Obviously, just providing food aid or help with specific problems isn’t adequate for dealing with persistent extreme poverty. That said, it seems foolish to voluntarily refrain from deploying such assistance as is politically and economically viable because of concerns about “feeding those who will die anyhow.” On the global level, the economic emergence of Asia – in which extreme poverty levels have seen amazing reductions in recent decades – shows what is possible even in the face of considerable levels of corruption, disease, and mismanagement.

Malaria in the 21st century

Painting in Magdalen CollegeTonight’s lectures on malaria, presented by the Oxford Global Health Group, demonstrated once more the kind of opportunity that is being missed with regards to global development. According to the World Health Organization (WHO), one million people per year die from the parasite. In addition, the direct economic costs imposed exceed $12B a year: a figure agreed upon by the two scientists and the representative from GlaxoSmithKline. By contrast, the WHO estimate for the cost of controlling malaria globally is just $3.2B a year. While money alone can’t solve so complex a problem, the gap between what is possible and what is being done remains unacceptable.

Like HIV/AIDS, while efforts are being made to find an effective vaccine, the state of affairs at the moment includes treatment and prevention measures. As Adrian Hill – the Director of Oxford’s Jenner Institute – discussed, there has never been an effective vaccine developed against any human parasitic illness, and the incredible complexity of the malarial life cycle and the long period of endemic coexistence between people, mosquitos, and parasites makes it a task of fiendish difficulty. That doesn’t mean that a vaccine is impossible. Indeed, Dr. Hill stressed how two moderately effective vaccines based on different approaches could combine into a single highly effective treatment.
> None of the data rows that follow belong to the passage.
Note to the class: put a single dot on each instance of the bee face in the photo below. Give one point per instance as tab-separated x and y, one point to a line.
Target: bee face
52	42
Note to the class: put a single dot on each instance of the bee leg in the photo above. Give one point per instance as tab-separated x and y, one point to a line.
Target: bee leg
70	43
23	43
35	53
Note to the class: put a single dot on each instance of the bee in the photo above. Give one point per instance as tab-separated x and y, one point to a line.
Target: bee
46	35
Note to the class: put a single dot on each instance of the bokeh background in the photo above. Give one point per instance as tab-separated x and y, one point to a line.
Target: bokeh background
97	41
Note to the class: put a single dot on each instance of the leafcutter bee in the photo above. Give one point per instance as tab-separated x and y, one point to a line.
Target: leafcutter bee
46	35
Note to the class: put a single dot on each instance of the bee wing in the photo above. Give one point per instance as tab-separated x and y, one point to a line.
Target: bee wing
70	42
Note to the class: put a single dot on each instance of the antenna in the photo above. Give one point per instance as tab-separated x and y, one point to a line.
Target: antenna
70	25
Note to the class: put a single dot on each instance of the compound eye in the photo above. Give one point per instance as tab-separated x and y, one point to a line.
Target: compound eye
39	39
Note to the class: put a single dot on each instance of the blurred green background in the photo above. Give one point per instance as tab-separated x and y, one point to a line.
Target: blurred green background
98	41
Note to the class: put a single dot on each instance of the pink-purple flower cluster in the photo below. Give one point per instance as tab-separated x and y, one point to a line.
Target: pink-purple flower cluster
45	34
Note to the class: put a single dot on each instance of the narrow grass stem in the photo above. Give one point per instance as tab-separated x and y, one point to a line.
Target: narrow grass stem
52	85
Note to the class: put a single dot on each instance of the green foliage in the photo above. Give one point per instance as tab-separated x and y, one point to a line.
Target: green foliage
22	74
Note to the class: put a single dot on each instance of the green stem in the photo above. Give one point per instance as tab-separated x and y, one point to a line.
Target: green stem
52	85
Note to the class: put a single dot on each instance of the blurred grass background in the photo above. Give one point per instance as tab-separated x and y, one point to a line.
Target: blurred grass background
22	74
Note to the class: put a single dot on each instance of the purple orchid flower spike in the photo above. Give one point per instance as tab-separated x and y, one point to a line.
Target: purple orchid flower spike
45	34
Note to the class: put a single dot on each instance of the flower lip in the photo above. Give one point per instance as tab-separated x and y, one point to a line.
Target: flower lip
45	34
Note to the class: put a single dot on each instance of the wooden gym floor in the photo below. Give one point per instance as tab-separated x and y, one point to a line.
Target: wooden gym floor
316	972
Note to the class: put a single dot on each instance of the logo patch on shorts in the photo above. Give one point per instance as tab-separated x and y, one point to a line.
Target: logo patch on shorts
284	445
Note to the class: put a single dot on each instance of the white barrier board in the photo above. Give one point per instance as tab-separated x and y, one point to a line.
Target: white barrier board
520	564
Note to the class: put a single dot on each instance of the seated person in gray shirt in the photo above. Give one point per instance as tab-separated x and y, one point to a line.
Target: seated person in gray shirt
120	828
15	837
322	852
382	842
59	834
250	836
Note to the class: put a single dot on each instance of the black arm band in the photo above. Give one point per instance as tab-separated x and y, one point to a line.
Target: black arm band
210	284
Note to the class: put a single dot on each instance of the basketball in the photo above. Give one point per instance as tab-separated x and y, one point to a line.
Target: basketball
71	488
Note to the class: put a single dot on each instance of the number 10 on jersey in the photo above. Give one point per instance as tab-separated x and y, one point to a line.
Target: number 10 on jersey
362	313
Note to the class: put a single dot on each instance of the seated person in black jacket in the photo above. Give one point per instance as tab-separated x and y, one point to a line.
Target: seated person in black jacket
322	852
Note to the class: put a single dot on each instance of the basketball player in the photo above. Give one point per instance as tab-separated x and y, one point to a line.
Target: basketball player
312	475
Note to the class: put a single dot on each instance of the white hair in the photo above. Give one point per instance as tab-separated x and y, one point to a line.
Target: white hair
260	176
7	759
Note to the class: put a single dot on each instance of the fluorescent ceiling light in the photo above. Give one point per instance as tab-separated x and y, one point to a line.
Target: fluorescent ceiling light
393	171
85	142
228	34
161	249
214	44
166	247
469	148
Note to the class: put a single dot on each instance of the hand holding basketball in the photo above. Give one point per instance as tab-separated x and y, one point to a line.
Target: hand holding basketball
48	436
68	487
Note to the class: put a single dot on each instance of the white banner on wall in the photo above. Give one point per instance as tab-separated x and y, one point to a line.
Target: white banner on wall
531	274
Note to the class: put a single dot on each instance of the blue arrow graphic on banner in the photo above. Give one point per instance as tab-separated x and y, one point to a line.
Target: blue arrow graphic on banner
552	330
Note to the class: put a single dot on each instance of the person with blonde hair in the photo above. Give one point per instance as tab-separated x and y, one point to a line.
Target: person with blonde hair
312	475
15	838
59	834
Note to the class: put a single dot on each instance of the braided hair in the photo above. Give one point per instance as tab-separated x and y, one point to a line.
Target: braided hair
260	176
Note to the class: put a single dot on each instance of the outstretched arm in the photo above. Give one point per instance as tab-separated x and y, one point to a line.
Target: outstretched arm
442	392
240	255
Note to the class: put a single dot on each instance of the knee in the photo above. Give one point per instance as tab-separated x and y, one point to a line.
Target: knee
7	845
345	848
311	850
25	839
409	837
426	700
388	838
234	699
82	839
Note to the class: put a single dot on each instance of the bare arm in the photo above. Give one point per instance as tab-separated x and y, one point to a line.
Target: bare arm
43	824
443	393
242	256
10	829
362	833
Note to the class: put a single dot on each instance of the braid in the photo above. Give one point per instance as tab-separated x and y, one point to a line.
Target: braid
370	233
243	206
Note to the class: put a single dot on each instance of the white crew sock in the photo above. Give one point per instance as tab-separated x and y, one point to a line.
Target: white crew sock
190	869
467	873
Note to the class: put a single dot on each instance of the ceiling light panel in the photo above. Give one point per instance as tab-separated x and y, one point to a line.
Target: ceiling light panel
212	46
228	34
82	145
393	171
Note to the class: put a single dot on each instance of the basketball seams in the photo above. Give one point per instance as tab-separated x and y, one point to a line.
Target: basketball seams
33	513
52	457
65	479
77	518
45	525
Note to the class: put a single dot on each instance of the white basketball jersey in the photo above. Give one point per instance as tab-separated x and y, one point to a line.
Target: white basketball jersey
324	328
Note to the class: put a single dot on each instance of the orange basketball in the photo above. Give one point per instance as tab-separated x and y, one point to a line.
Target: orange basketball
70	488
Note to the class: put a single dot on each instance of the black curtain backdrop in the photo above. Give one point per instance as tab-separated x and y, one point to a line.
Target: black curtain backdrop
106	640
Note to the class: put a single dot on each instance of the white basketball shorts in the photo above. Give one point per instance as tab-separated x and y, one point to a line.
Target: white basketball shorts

What it does mean is that the existence of effective mitigation mechanisms like pesticide-coated bednets and combination anti-malarial therapies should be focused upon.

I was pleased to learn that Oxford is presently the only organization in the world that is carrying out any level of clinical trial for vaccines addressing tuberculosis, HIV/AIDS, and malaria. Each has an enormous global toll, in terms of lives lost and societies disrupted, and all are well within the present financial means of the world to reduce in significance enormously. When the constant refrain is that official development assistance gets spirited off by corrupt governments and into foreign bank accounts and BMWs, the case for funding large-scale research into the development and cost-reduction of medical responses to devastating illnesses of the poor world is clear and compelling.

The comparison everybody makes is with arms expenditures. That’s fair enough. Discretionary spending on armaments in the 2004 American federal budget was $399B. Three times more was spent on just missile defence than would cover the WHO’s estimated cost for global malarial control. $1.2B was allocated just for the V-22 Osprey aircraft: a design that many, even within the Air Force, consider hopelessly flawed and too dangerous to ever put into operation.

Though of another way, Canada’s GDP is about $1000B. The WHO estimate is therefore just 0.32% of the GDP of a single, relatively unpopulous, member of the rich country club. If anything, the global experience of smallpox and polio has shown that bold and properly funded global health strategies can yield fantastic returns. The chance to capitalize on that potential for AIDS, malaria, and TB is sitting right there for us to grasp.